Day 217 – 221: No roads, uncommon encounters, and skiing in jeans

Cartagena – Las Marinas – Parque Natural del Cabo de Gata-Nijar – Almócita – Granada: 276 km

The rain has passed, moved on to dryer places, or maybe the skies have nothing left to give. Either or, it means I can comfortably move on to dryer places too. Eastwards, along the coast. Final destination Portugal, today’s destination Las Marinas. I’m meeting Ross there, who I know from a hostel in Alicante. A minute into our first conversation he immediately offered me a place to stay at his uncle’s holiday home, if I were to come that way. So today I do. Between us is a 113-kilometre ride. After a three-day rainy rest, I’m more than up for a big day in the saddle. One thing that bothers me is that Strava, Komoot and Google Maps suggest a route that is both longer and with more elevation than the goat track I found using satellite images. Stubbornly I decide on my satellite-goat-track-I-don’t-care-what-the-apps-say-route. Bad decision.

Already deep into a national park I take a left, leave the asphalt for light gravel. I like light gravel, I feel superior to the apps. The light gravel turns to rough gravel, the road narrows, steep climbs and descents succeed each other rapidly. Hard, but doable. After some kilometres like this, the path turns into something that doesn’t deserve the title of ‘a path’ anymore. The gravel makes way for rocks. Last day’s heavy rain has split ‘the path’ in two. A mini river has created a mini canyon that both sides of this road and its rocks diagonally fall into. My tires have no grip here, either the rocks are too big, or the gravel too loose. I decide to move forward, I feel like I’m past the point of no return, and it can’t be like this for the next 10 kilometres, right? Well, it can. I lug my bike up the steep gradients, I hold it back on the descents.
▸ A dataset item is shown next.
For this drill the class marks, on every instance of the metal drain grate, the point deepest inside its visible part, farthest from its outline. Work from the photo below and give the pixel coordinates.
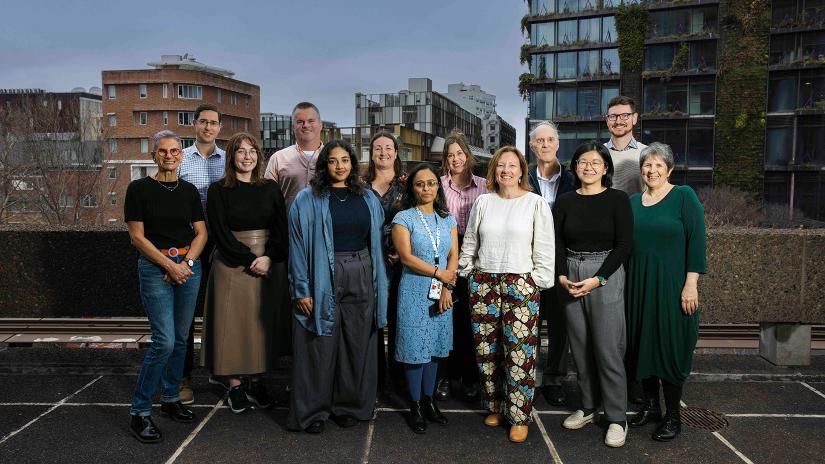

In total I cycle, if you can call it that, for maybe one kilometre where the gravel is compact enough to ride, and the elevation is not too much. I fall, get lost, have to start over again, blisters growing on my hands from the pushing and hauling. Adventure! I may have gone where no other cyclist has gone, I tell myself. Exploring! After two and a half hours I see a route where the gravel gets lighter, I know it’ll turn into asphalt shortly after. Before I get there, ‘the path’ leads along the edge of a cliff, some 200 meters high, directly above sharp black rocks that stick out of a savage shoreline. The path fits about one person, no chance for my packed bike. On top of that, it’s a climb. A climb for climbers, the Alpineers kind, not cyclists. But after all of this, with the holy grail of sweet smooth asphalt ogling so near I can almost hear the comforting sound of rubber on tarmac, I refuse to give up. First, I carry the bags along, then the bike. The bike on the left next to the cliff, or on the right, next to the mountain. I decide on the latter, not sure why. Slowly I move along the mountain, rocks escape the grasp of my soles and fall into the ominous dark water below. Don’t look down, keep your balance, move forward, move carefully, gain footing on every step. Drenched in both nervous- and physical sweat I reach the other side, reunited with my bags and cyclable roads. As I ride away from the mountain and look back at it over my shoulder, I’m pretty proud of what I did.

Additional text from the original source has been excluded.